Sexta-feira, 21 de Dezembro de 2007

a feminista que tirou as mulheres da cozinha, a mãe de todas nós.

Susan B. Anthony (foto da esquerda) foi a maior defensora dos direitos das mulheres numa época em que elas eram consideradas cidadãs de terceira classe. Nascida em 1820, Anthony se engajou na luta feminista em 1851 com o intuito de corrigir vários erros da sociedade vitoriana. Querem ter uma idéia da penúria em que se encontrava o dito 'sexo frágil' na América do século XIX?

Vamos lá: as mulheres não tinham direito à propriedade, ou seja, não podiam registrar nenhum bem em seu nome; não tinham direitos sobre os próprios filhos, que podiam ser arrancados de seus braços se os seus maridos assim o desejassem; deviam obedecer aos seus pais, maridos e irmãos, o que significava, na prática, que eram propriedade dos homens de sua família; as operárias ganhavam uma miséria comparada à paga dos homens e geralmente a jornada diária chegava a ter 16 horas; as poucas abastadas que conseguiam estudar cursos superiores não podiam exercer a sua profissão, pois o mercado de trabalho era totalmente fechado a elas e, finalmente, nenhuma mulher, rica ou pobre, branca ou negra, podia votar.

Pouco a pouco, com a ajuda de um pequeno exército de mulheres briguentas, Susan B. Anthony conseguiu que todas essas restrições fossem eliminadas.

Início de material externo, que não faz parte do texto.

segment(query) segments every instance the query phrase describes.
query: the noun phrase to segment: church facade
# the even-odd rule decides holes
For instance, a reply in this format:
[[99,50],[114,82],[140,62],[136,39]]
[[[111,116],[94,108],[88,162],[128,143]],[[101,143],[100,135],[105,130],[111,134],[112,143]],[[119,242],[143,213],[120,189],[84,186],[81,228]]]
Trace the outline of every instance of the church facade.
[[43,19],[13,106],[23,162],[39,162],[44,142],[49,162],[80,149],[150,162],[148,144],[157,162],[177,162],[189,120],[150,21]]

Sua primeira conquista foi a regulamentação do direito à propriedade, mas sua principal ambição - o direito ao voto - só foi instituído depois de sua morte. No entanto, tão grande era o débito do povo americano ao empenho desta mulher que a décima nona emenda, que garantiu o voto às mulheres, é conhecida até hoje como a 'emenda Anthony'. Um outro aspecto de Susan era sua aversão aos homens e seu amor pelas mulheres. De tanto odiar a sociedade patriarcal em que vivia, Anthony resolveu que jamais iria se casar e, de fato, permaneceu solteira para o resto de sua vida. Mais que isso, muitos historiadores especulam que Anthony pode ter tido algumas relações lésbicas, principalmente na idade madura.

Algumas de suas cartas para a jovem Anna Dickinson (foto da direita), a mais bela e cativante oradora feminista da América, atestam um amor quase carnal: 'Anna, querida, quisera pudesse apertá-la forte em meus braços neste exato momento', ou quando a convidava para a sua cama, que dizia ser 'grande o bastante e boa o suficiente para acolhê-la'. Dickinson, por sua vez, retribuía cada palavra e gesto afetuoso de Anthony, a quem admirava profundamente, escrevendo cartas igualmente apaixonadas: 'Eu realmente quero te ver, muito, segurar tuas mãos nas minhas, ouvir tua voz, em suma, eu te quero - será que posso te ter?'.

Este tipo de ligação apaixonada entre uma mulher mais velha e uma jovem era bastante comum entre as sufragistas americanas. Muitas delas, assim como Anthony, não se casavam porque julgavam que as obrigações de esposa inviabilizariam sua dedicação à causa. Assim, sem maridos para sustentá-las (ou prendê-las), essas mulheres se apoiavam umas nas outras. Se havia sexo nestas relações apaixonadas era impossível saber, devido à extrema discrição e os perigos de difamação que rondavam estas mulheres, apenas por serem feministas.

Essas associações íntimas entre duas mulheres eram também chamadas de 'amizades românticas' ou 'casamentos bostonianos' e eram tão fascinantes que muito se escreveu sobre elas. Dizem que Henry James inspirou-se nas próprias Susan B. Anthony e Anna Dickinson para compor as personagens Olive Chancellor e Verena Tarrant, respectivamente, em seu romance 'The Bostonians'. Musa inspiradora de gênios como Gertrude Stein e Henry James, sinônimo da emancipação feminina, Susan B. Anthony foi uma mulher controvertida e apaixonante. Não à toa, Gertrude Stein a eternizou como 'A Mãe de Todas Nós'. Não seríamos nem metade do que somos não fosse sua raivosa, às vezes equivocada, mas bem sucedida luta por nossos direitos e seu incondicional amor pelas mulheres.